Rooftop PV systems are estimated to be capable of meeting between 25% and 49% of electricity demand around the world [3], offering a viable solution to reduce land-use pressures and limit environmental impacts.
The Italian Integrated National Energy and Climate Plan [4] foresees, by 2030, significant growth in the use of heat pumps for heating and cooling, as well as greater electrification of residential energy consumption. In this context, Palladino and Calabrese [5] assessed Italy’s rooftop PV potential, excluding additional land consumption. They estimated that approximately 450 km2 of suitable rooftop area could accommodate over 72 GW of capacity, potentially generating more than 79,000 GWh annually.
However, their scenario analysis reveals significant challenges. Under the most probable projections, installed rooftop capacity would reach only 6 GW by 2030, just 11.5% of the Italian target, covering merely 10% of residential demand (≈6200 GWh). By 2050, this share could rise to 38%, still below national and European goals. Only under optimistic scenarios, supported by long-term incentives, rooftop PV could approach 50% of residential electricity consumption by mid-century.

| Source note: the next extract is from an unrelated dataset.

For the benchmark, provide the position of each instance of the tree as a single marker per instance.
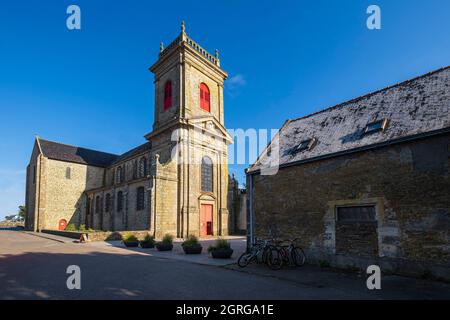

While these figures describe the maximum technical potential based on available rooftop area, actual adoption depends on socio-economic factors and consumer behaviour. Simulation results presented by Danielis et al. [6] suggest that by 2030, around 44% of homeowners in Italy will have installed PV systems or PV systems combined with ESS. Among these adopters, approximately 75% are expected to include an ESS. By contrast, 56% of homeowners are projected to remain entirely dependent on grid electricity. Taking into account the stochastic nature of adoption, the share of households installing both PV and ESS by 2030 is estimated to range between 34.3% and 38.1%, with an average around 35.8%.
On this point, Alshareef and Maghrabie [7] provided a comprehensive analysis of Building-Integrated Photovoltaics combined with multiple ESS technologies, including electrochemical, mechanical, thermal, and hydrogen-based solutions, highlighting their respective advantages, limitations, and economic implications. This broader perspective confirms that while batteries remain the most common option for residential applications, alternative or hybrid storage strategies can play a critical role in enhancing flexibility, reducing grid dependency, and supporting the transition toward zero-energy buildings.
Ref. [8] emphasises the importance of flexible buildings that integrate solar PV systems with ESS, heat pumps, electric vehicles, and smart energy management systems in strengthening the electricity system. Such building-based solutions could cover over half of the EU’s daily flexibility needs (52%), as well as approximately one-third of its weekly (35%) and annual (29%) requirements.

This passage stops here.